Anyway, you’re probably thinking this is an over reaction. And it totally is. But here’s why. There’s a subconscious reason as to why I hate finding alampaya for lunch/dinner. You see, every time this is dished up by my mum or dad, they never fail to remind me that I should be forever grateful for this vegetable because it saved my life.

Yes, my life. When I was really young, I almost died due to a “complication” (we’ll call it that coz I’m not exactly sure what it was) that I was born with (I think). And apparently eating this vegetable saved me. Being naive and proud when I heard this story countless times, I never really asked my parents for any details. All I did was roll my eyes, sucked it up and ate the damn vegetable to shut them up.

But this time around, I was an adult, and I could finally say no to this vegetable without feeling guilty. So when I saw what was for dinner, I, the 30 year old, said, “Ew. Yuck. Gross! I don’t wanna eat that!” Hahahah. Queue dad’s – “Hey, you should be thankful for this vegetable. It saved your life!” – line. And seriously, word for word, that’s what he said. To which I responded with a quick laugh and responded with a “Yeah yeah..” *rolls eyes. However, he continued…

Apparently, when I had this “complication”, I was really sick and lacked a certain type of blood cell. It was pretty critical. The doctor’s first opinion was for me to go into surgery. If the surgery was successful, there was still a high chance of me becoming paralysed for the rest of my life. My parent’s didn’t like the odds of that and got a second opinion, which was to get a blood transfusion and eat a whole heap of this life saving vegetable.

Can you imagine, had my parents gone with the first option? Had I survived, I probably wouldn’t be able to enjoy the many things I love and simple things I take advantage of in my life. Like, playing with my nieces, playing basketball #ballislyf, walking up to 10 kms a day during travels, having long random conversations with good friends while driving, and, dancing. Oh man, dancing. #dancingisalsolyf

I couldn’t help but contemplate on all the things in life we don’t want to do, but need to do.

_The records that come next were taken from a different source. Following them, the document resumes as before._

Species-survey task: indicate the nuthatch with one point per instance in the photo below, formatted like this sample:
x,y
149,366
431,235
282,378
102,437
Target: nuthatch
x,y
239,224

If only we could fully comprehend how much it’ll benefit us (and others) in the long run. Like, going to that meeting, driving your sibling to work, staying up another hour to apply for jobs, staying home, running errands, having that dreaded but needed conversation, doing that last set of reps, eating our vegetables and taking up our cross.

So for dinner that night, I happily ate my dinner, without picking out any of the alampaya off my plate, like I used to do.

What are you picking off your plate?

“Then Jesus said to his disciples, “Whoever wishes to come after me must deny himself,* take up his cross, and follow me.
For whoever wishes to save his life will lose it, but whoever loses his life for my sake will find it.” Matthew 16:24-26

Eating my vegetables (except for coriander), – M.